One may find it surprising that around 28 lakh women could not vote in the first General Elections in 1951-52 just because the country's first Chief Election Commissioner Sukumar Sen did not allow them to do so!
He had a reason – these women simply refused to give their proper names in the electoral rolls and insisted that they be identified as “A's mother, B's wife etc”. Almost all such cases were from “Bihar, Uttar Pradesh, Madhya Bharat, Rajasthan and Vindhya Pradesh”.
It was during the preparation of electoral rolls that it came to the notice of the Election Commission that a large number of women voters had been enrolled in some states not by their own names “but by the description of the relationship they bore to their male relations”, as they were “averse to disclosing their proper names to strangers”.
Soon after, the EC instructed that the name of a voter is an essential part of his or her identity must be included in the electoral rolls. “No elector should be enrolled unless sufficient particulars, including the name, were given," Sen wrote in 1955 in his official account of the first General Elections.

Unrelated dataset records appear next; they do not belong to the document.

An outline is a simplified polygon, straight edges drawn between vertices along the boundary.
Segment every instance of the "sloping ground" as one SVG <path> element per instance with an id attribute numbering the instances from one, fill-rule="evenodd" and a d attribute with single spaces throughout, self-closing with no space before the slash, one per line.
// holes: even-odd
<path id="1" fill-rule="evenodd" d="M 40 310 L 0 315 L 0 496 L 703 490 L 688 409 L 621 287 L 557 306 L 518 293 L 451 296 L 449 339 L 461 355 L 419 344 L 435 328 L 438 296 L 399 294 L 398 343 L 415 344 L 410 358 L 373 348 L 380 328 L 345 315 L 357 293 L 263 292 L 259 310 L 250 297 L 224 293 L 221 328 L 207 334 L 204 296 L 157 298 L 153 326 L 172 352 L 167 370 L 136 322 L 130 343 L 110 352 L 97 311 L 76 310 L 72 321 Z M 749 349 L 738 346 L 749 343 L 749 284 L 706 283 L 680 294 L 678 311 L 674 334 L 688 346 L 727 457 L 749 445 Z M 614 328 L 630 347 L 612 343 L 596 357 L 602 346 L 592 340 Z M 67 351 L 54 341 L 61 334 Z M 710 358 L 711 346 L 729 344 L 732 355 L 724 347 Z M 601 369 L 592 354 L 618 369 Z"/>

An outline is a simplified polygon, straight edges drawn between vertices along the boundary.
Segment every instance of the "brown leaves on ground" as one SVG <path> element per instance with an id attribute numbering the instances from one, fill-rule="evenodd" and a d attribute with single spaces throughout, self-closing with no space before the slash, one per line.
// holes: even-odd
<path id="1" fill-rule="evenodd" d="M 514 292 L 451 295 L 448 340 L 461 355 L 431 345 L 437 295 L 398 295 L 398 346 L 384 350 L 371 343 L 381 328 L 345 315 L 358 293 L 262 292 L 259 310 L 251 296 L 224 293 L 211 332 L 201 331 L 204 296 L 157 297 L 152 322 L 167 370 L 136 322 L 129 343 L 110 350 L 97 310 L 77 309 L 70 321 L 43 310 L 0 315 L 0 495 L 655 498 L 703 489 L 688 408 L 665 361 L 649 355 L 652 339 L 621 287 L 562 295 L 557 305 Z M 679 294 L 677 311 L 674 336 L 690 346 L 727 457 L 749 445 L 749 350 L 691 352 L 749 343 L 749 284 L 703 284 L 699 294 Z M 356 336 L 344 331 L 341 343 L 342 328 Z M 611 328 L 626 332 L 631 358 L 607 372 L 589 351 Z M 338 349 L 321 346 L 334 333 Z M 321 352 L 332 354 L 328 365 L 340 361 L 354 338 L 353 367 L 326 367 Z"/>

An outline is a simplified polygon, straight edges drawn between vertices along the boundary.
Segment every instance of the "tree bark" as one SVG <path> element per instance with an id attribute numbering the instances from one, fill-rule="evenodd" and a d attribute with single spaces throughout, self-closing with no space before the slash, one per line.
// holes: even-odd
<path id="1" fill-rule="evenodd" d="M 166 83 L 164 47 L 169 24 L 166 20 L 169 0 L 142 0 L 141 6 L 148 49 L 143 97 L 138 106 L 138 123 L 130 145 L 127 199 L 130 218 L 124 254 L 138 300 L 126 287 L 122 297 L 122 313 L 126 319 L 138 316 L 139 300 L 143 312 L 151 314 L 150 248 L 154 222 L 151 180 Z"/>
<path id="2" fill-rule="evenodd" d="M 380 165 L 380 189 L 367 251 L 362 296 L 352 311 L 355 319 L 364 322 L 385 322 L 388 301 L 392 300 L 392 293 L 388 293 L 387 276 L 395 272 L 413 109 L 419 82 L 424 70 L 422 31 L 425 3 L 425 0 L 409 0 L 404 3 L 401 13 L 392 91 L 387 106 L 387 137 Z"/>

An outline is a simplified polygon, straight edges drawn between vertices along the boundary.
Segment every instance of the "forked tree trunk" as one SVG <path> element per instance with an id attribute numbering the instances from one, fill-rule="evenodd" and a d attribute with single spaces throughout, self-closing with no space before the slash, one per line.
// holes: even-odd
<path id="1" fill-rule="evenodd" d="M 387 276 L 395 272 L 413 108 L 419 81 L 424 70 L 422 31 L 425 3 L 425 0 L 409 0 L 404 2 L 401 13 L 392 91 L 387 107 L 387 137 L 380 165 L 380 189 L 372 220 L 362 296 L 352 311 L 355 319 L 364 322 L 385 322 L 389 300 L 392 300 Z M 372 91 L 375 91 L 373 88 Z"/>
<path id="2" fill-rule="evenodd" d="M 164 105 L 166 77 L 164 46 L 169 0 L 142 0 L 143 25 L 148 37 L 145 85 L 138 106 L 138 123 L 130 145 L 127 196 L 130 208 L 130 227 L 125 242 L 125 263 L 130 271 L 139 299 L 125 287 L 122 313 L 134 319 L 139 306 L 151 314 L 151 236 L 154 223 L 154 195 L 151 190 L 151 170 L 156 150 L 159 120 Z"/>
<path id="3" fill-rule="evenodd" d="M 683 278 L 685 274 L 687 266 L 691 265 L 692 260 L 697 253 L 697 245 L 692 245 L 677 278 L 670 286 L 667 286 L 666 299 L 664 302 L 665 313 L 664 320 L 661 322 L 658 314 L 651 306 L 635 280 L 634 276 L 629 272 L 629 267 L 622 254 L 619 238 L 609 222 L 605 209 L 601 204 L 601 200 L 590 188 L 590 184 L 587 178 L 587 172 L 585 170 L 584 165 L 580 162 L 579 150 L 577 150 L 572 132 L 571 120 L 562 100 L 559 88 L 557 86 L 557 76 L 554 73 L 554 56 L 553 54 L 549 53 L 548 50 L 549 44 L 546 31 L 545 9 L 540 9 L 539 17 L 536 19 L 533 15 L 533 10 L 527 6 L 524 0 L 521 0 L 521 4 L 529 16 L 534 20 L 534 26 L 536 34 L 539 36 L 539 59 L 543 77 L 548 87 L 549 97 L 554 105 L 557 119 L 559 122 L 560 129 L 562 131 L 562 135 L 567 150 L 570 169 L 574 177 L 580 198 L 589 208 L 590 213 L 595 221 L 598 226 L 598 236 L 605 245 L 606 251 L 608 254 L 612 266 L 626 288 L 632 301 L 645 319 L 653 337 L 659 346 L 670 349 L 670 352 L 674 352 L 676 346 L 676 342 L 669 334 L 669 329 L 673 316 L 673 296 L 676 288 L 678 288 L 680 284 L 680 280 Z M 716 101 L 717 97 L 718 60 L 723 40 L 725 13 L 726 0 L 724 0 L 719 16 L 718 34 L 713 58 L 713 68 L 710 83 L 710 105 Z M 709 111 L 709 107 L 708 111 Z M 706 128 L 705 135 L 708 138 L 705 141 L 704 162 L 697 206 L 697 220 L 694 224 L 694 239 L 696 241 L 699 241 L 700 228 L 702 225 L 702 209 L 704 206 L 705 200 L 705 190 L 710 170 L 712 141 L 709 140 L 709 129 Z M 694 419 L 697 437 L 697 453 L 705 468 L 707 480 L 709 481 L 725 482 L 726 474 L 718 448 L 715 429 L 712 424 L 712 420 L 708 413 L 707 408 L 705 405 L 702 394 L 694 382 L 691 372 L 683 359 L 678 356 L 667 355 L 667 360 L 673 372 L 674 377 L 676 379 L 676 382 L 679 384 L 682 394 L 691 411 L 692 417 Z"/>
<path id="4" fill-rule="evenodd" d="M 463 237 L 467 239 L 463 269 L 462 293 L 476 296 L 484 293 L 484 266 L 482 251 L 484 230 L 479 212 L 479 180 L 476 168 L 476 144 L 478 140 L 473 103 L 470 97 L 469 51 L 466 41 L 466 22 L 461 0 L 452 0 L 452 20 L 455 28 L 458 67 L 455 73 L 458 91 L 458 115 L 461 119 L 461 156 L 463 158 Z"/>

To ensure that more women voted, public appeals were issued and a one-month extension was given in Bihar for filing such applications to ensure that the number of women voters whose names were liable to be struck off the rolls might be reduced. An extension was given in Rajasthan also but the "response there was poor".
“Out of a total of nearly 80 million women voters in the country, nearly 2.8 million eventually failed to disclose their proper names, and the entries relating to them had to be deleted from the rolls,” Sen wrote.
However, Sen, who handled the second General Elections in 1957 too, was a happy man five years later as "women, in general, have come to value their franchise greatly and those women in respect of whom the entries had been deleted from the rolls in 1951 were in fact very disappointed when they saw their sisters exercising their franchise while they themselves could not do so".
After the 1951-52 polls, Sen had instructed officials to persuade women voters to disclose their proper names and then enrol them as electors. Parties and local women's organisations were also roped in and 92,141,597 women voters registered in the electoral rolls for the second general elections.
"In other words, about 94% of adult women have now been registered as voters," Sen wrote after the 1957 elections.